Aus Sicht des Gesetzgebers besteht für solche Vorgänge keine Notwendigkeit, dem Steuerpflichtigen den durch Rücklagenbildung eingetretenen Zinsvorteil zu gewähren (BT-Drucks. 9/842, S. 66). Zugleich dient der Gewinnzuschlag der Vermeidung einer missbräuchlichen Inanspruchnahme des Rücklagenwahlrechts und sichert damit den subventiven Zweck der Reinvestitionsbegünstigung (BFH-Urteil vom 09.07.2019, X R 7/17, BFHE 265, 346, BStBl. II 2020, S. 635, Rz. 37).
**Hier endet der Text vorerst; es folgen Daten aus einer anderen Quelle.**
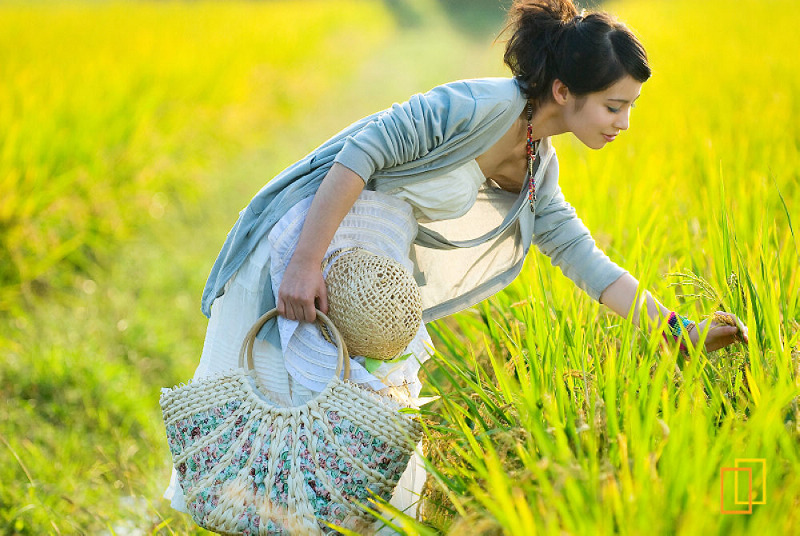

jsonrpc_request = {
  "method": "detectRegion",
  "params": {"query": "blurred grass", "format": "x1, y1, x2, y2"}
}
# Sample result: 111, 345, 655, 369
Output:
0, 0, 800, 535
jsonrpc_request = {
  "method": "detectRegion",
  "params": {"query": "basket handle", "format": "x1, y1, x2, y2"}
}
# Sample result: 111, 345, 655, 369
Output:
239, 309, 350, 380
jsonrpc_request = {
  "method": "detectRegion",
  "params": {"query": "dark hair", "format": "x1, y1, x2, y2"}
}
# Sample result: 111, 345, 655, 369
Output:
503, 0, 651, 103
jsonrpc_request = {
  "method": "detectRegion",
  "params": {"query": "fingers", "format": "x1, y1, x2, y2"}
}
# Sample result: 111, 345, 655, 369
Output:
315, 285, 328, 314
277, 298, 317, 322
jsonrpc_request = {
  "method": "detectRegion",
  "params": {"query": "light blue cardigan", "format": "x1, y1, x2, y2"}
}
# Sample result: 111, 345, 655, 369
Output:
202, 78, 624, 322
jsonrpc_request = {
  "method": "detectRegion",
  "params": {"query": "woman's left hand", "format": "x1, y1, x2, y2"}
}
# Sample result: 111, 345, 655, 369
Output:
689, 311, 748, 352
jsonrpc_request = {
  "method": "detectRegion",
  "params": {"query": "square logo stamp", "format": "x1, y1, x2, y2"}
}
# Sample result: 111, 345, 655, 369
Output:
720, 458, 767, 514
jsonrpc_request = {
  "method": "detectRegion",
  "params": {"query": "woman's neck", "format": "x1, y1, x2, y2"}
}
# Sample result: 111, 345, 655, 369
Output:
523, 101, 567, 139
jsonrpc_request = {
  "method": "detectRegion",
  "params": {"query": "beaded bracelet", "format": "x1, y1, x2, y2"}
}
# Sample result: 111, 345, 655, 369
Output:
663, 312, 694, 352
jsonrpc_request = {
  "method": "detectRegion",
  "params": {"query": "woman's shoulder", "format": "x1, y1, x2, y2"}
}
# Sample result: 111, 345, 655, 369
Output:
429, 77, 524, 101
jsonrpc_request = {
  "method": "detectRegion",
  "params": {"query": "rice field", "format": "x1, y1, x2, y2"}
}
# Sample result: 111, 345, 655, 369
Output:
0, 0, 800, 536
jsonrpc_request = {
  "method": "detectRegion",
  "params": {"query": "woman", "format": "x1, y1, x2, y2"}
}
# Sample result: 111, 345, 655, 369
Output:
166, 0, 746, 528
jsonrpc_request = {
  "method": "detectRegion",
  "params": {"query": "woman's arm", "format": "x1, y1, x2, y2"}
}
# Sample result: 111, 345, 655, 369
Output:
277, 163, 364, 322
600, 273, 747, 352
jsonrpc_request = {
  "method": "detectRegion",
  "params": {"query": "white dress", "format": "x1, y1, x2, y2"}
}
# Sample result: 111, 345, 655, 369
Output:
164, 160, 486, 528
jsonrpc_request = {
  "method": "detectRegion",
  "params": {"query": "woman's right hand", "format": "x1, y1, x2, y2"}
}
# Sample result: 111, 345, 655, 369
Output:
277, 258, 328, 322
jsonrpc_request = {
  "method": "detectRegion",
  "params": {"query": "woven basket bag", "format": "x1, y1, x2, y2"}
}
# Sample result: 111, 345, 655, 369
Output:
325, 248, 422, 361
160, 309, 421, 535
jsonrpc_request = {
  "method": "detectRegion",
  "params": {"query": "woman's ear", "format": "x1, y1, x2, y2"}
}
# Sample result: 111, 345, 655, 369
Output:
551, 78, 569, 106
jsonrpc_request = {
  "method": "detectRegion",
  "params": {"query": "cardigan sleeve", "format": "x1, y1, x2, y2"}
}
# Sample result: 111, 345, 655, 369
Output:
335, 80, 509, 182
533, 186, 626, 301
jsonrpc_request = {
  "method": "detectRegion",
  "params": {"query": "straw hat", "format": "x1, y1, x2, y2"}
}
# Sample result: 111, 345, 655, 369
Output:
325, 248, 422, 361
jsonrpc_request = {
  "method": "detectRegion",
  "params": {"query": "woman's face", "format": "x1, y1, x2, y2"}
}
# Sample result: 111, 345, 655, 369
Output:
564, 75, 642, 149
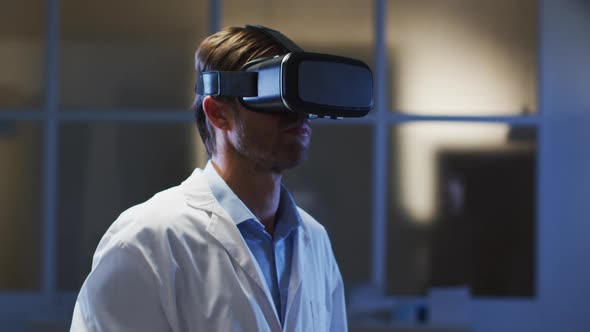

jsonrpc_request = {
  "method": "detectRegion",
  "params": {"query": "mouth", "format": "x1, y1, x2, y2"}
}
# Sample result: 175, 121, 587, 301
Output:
283, 123, 311, 136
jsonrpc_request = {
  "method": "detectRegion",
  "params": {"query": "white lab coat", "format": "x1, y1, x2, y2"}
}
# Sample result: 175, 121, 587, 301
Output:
71, 169, 347, 332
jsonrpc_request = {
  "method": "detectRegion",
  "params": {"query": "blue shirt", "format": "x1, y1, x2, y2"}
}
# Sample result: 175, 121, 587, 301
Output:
203, 161, 301, 323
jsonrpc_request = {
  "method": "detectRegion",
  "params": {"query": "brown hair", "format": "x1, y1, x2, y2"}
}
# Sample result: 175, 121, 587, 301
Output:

Bezüglich der Höhe der Verzinsung schließt der BFH eine Gesetzeswidrigkeit aus. Dies gilt auch bei einem strukturellen Niedrigzinsniveau (zuletzt BFH vom 29.04.2020, XI R 39/18, BFHE 269, 38, BStBl. II 2021, S. 517, Rz. 30).
Der BFH stellt klar, dass der Gesetzgeber im Hinblick auf den dargelegten Lenkungszweck von Reinvestitionsbegünstigung und Gewinnzuschlag nicht gehalten ist, sich bei der Bemessung des Gewinnzuschlags ausschließlich an dem vom Steuerpflichtigen zu erzielenden Stundungsvorteil zu orientieren. Der Gesetzgeber ist deshalb auch nicht verpflichtet, die Höhe des Gewinnzuschlags fremdkapitalmarktkonform und realitätsgerecht auszugestalten. Vielmehr steht der (steuerliche) Lenkungszweck im Vordergrund (FG Münster, Urteil vom 17.11.2020, 2 K 7511/97 E).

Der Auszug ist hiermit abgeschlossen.